Updated

The Kenya Wildlife Service on Friday said its agents shot dead two suspected poachers who they saw shooting at a herd of elephants in one of the country's famous national parks.

This brings the number of poachers shot dead by agents of the wildlife service to five, the most killed in a month, said spokesman Paul Udoto.

He said rangers gunned down the two suspected poachers and recovered one firearm on Thursday at the Amboseli National Park, a key sanctuary for animals in southwestern Kenya.

Udoto said three others escaped with injuries. The gang is suspected of involvement in the killing of two elephants in the same area three weeks ago. Poachers target elephants for their ivory tusks, which are often smuggled to Asia.
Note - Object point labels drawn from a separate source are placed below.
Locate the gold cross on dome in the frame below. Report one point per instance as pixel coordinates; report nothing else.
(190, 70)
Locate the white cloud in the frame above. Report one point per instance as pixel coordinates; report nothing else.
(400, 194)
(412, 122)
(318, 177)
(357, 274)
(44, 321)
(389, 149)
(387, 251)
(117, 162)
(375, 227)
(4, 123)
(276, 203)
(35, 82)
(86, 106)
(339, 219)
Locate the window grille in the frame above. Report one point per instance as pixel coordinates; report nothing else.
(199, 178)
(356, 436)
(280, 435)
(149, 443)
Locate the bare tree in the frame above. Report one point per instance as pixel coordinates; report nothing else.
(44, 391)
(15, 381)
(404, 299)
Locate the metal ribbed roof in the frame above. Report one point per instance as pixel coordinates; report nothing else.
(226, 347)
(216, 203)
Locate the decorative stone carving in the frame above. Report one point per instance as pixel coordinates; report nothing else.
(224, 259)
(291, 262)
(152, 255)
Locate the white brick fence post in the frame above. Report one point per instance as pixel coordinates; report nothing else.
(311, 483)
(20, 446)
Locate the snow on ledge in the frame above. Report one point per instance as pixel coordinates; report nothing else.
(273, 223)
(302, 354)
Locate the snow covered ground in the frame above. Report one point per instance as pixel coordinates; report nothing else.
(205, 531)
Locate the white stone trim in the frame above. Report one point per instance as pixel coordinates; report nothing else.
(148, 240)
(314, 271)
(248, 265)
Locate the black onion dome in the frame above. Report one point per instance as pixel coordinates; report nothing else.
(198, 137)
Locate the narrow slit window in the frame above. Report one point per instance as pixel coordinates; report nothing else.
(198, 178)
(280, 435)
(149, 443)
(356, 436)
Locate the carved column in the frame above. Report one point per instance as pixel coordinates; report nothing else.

"We want to make poaching a high-risk and low-benefit business," Udoto said. "Anybody who engages in poaching or trafficking of (wildlife) trophies will have a very difficult life and including losing their lives."

Udoto said rangers shot the poachers as a self-defense measure.

"We are encountering incidents that put our rangers in great risk," he said. "And in such incidents, self-preservation takes precedence."

He said the wildlife service would rather capture suspected poachers and charge them in court, where they can gather information that can lead to other participants in the ivory trade.

Two weeks ago KWS rangers killed a suspected poacher who was found cutting off tusks from a dead elephant at Meru National Park in central Kenya. Days earlier rangers shot and killed two suspected bandits in Tsavo National Park in eastern Kenya after they engaged rangers in a shoot-out after they were found with pieces of ivory from four elephants.

Wildlife officials said elephant poaching has risen sevenfold in Kenya since a one-time ivory sale was approved in 2007 by CITES, the Convention on International Trade in Endangered Species, for four African countries. Last year 271 Kenyan elephants were killed by poachers, compared with 37 in 2007 according to the KWS.

The elephant populations of many African countries were being decimated until a global ban on the ivory trade was implemented in 1989. Since then the elephant population of Kenya has grown to 35,000 this year, from 16,000 in 1989.

The increased number is still lower than the estimated 167,000 elephants that roamed Kenya in 1973.